L’objectif de cette étude clinique contrôlée randomisée était d’analyser les modifications des alvéoles d’extraction de dents parodontalement compromises traitées par des techniques de préservation alvéolaire en comparaison à une cicatrisation spontanée. Une analyse volumétrique d’images 3D standardisées et des données histomorphométriques ont été réalisées.

Matériel et méthodes
• Cette étude clinique randomisée comprenait 26 patients présentant une parodontite de stade III/IV et nécessitant des avulsions uniques ou multiples de dents parodontalement compromises. Les dents étaient ensuite remplacées par une restauration implanto-portée.
• Un examen parodontal (charting parodontal), des radiographies péri-apicales, et une tomographie à faisceau conique (CBCT) ont été réalisés chez tous les patients.
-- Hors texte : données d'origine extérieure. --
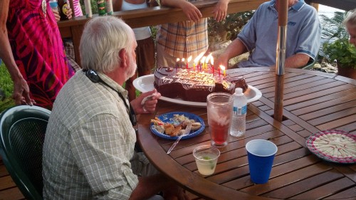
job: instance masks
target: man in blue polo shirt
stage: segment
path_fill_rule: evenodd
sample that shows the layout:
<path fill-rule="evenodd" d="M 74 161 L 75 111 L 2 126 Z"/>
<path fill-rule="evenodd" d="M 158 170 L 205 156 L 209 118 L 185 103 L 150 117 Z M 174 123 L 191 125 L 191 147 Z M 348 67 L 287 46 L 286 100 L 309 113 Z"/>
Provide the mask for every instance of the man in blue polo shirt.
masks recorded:
<path fill-rule="evenodd" d="M 278 38 L 278 0 L 262 4 L 216 60 L 228 66 L 229 60 L 249 51 L 239 68 L 275 66 Z M 316 10 L 304 0 L 288 0 L 285 66 L 300 68 L 315 60 L 320 46 L 321 26 Z"/>

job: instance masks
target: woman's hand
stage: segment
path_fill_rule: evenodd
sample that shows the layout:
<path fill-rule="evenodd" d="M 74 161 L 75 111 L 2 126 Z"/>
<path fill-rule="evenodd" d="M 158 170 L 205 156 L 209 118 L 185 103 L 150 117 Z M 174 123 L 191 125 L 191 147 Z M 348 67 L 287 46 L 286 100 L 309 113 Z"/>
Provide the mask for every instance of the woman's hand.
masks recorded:
<path fill-rule="evenodd" d="M 221 21 L 226 18 L 229 1 L 230 0 L 220 0 L 214 8 L 214 19 L 216 21 Z"/>
<path fill-rule="evenodd" d="M 156 109 L 156 105 L 161 94 L 155 89 L 141 94 L 138 98 L 131 101 L 131 105 L 136 114 L 152 113 Z"/>

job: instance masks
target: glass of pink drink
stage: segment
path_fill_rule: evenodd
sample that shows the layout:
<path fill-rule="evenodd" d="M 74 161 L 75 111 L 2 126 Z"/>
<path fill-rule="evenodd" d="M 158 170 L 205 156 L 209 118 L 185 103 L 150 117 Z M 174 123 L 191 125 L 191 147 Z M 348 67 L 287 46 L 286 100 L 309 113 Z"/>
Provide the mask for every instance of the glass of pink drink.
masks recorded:
<path fill-rule="evenodd" d="M 233 97 L 225 93 L 214 93 L 208 95 L 206 102 L 211 145 L 225 147 L 231 124 Z"/>

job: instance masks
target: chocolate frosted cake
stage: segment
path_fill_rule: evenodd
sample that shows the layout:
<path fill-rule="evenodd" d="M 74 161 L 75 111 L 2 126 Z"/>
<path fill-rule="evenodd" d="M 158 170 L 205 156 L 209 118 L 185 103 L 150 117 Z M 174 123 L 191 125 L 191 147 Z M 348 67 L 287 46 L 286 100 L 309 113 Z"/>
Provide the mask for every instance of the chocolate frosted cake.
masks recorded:
<path fill-rule="evenodd" d="M 236 88 L 244 92 L 248 87 L 241 75 L 225 76 L 208 70 L 172 68 L 157 68 L 154 86 L 164 97 L 193 102 L 206 102 L 206 96 L 212 93 L 233 94 Z"/>

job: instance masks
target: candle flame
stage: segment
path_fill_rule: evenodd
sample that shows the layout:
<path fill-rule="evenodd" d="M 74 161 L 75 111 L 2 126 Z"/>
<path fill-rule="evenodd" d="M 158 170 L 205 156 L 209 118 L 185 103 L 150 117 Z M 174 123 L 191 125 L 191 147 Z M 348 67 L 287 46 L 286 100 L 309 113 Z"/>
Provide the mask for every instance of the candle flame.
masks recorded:
<path fill-rule="evenodd" d="M 190 62 L 190 60 L 192 60 L 192 58 L 193 58 L 193 56 L 190 56 L 189 58 L 188 58 L 188 59 L 187 60 L 188 60 L 188 62 Z"/>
Une séance de thérapeutique parodontale de soutien était effectuée au moins une semaine avant l’intervention afin d’obtenir des indices de plaque et de saignement ≤25%.
• Les patients ont été répartis au hasard dans deux groupes :
– Groupe test (préservation alvéolaire – RP) : comblement des alvéoles avec un substitut osseux d’origine bovine contenant 10% de collagène (DBBM-C ; Geistlich Bio-Oss Collagen, Geistlich Pharma AG) et recouvertes d’une membrane collagénique (MB ; Geistlich Bio-Gide, Geistlich Pharma AG). – Groupe témoin (cicatrisation spontanée – SH) : aucun matériau ni sutures n’ont été utilisés.
• A 23 semaines : réalisation d’un CBCT post-opératoire.
• A 24 semaines (six mois) : mise en place de l’implant et prélèvement au niveau de la partie centrale de la crête pour l’analyse histomorphométrique.
• L’efficacité de la préservation alvéolaire a été évaluée en confrontant les modifications linéaires et volumétriques initiales et post-opératoires sur les images CBCT.
• L’évaluation histomorphométrique des échantillons a été faite à l’aide d’un logiciel numérique (Photoshop, Adobe, États-Unis). Pour chaque échantillon, le pourcentage d’os, de greffon résiduel et de tissu conjonctif a été mesuré.
• Le critère principal de jugement était la largeur de la crête. Les critères de jugement secondaires étaient la hauteur de la crête, les mesures volumétriques et les résultats histomorphométriques. Des tests non paramétriques ont été effectués pour l’analyse statistique


Résultats

• Vingt-six sujets nécessitant une avulsion et une restauration implanto-portée au maxillaire ou à la mandibule ont été inclus dans cette étude : 13 patients (18 alvéoles) dans le groupe RP et 13 patients (16 alvéoles) dans le groupe SH. Il y avait trois fumeurs par groupe.
• La largeur pré-opératoire des alvéoles n’était significativement pas différente entre les groupes.
• Largeur des alvéoles : à 23 semaines, les deux options thérapeutiques ont entraîné une réduction significative de la largeur de l’alvéole. La préservation alvéolaire (groupe RP) a atténué la résorption osseuse par rapport à la cicatrisation spontanée (groupe SH). La résorption était principalement au niveau cervical.
• Hauteur des alvéoles : les parois osseuses vestibulaires et linguales présentaient une résorption significative entre la situation initiale et la 23ème semaine. Cette résorption était plus sévère dans le groupe SH. Dans les deux groupes, la réduction de la hauteur de l’os vestibulaire était plus importante par rapport à l’os palatin/lingual. Au niveau des corticales palatines/linguales, la préservation alvéolaire a maintenu l’os de manière significative.
• Volume des alvéoles : la différence de volume moyenne entre la situation initiale et celle à la 23ème semaine était de -26,88 % dans les alvéoles RP et de -50,34 % dans les alvéoles SH. Elle était plus prononcée dans les zones coronaires.
• Dans le groupe SH, l’alvéolyse initiale était associée à une résorption plus importante de la crête. • Données histologiques: des quantités réduites d’os ont été trouvées dans les biopsies : 30,1% dans le groupe RP contre 53,9% dans le groupe SH. Dans les échantillons RP, de l’os nouvellement formé entourant les particules résiduelles de substitut osseux a été mis en évidence sans signe d’inflammation. Dans les échantillons SH, de l’os vivant constitué principalement de tissu osseux fibreux organisé en trabécules a été trouvé.